The only slightly convincing “pandemic effect” on the men’s side is the percentage of first serve points won. As we’ve seen, men won 2.3% more such points in 2020 than in 2019, adjusted for the mix of players–an increase half-again as large as the typical fluctuation of 1.5%. That’s hardly a slam-dunk case for better post-restart serving. It could be pure luck, or it could be attributed to a mix of the many confounding variables I’ve already mentioned.

Serving isn’t shooting

This stuff is complicated. Penalty kickers in soccer have an objective that is clear to all–to score a goal. While tennis servers have a similarly simple aim–to win the point–the only part of the point they can completely control is the serve, and given the tradeoffs between speed, precision, and keeping the ball in the box, there’s no single variable that tells us whether a player is serving better.

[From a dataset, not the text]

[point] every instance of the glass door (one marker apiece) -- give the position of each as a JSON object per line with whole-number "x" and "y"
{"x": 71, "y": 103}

Things get even hairier when we look for data beyond the US Open. We could do the same exercise for the last few years of French Opens, but remember that the post-restart Roland Garros had a sprinkling of paying fans. Is that halfway between an empty stadium and normalcy? Is it worse than a full stadium, because individual voices are easier to discern? Is it a mix, because the French fans filled up the stands for their native players and left other courts empty? I have no idea.

It is clear that women served harder than usual at the 2020 US Open, and they won way more first serve points than in recent years. Men served more accurately, even if their success rate didn’t translate into the same whopping success than the women’s adjustments did. What we can’t say for sure is how much of those shifts can be attributed to the empty stands in Flushing last year. Even the purest natural experiments don’t always return bulletproof findings.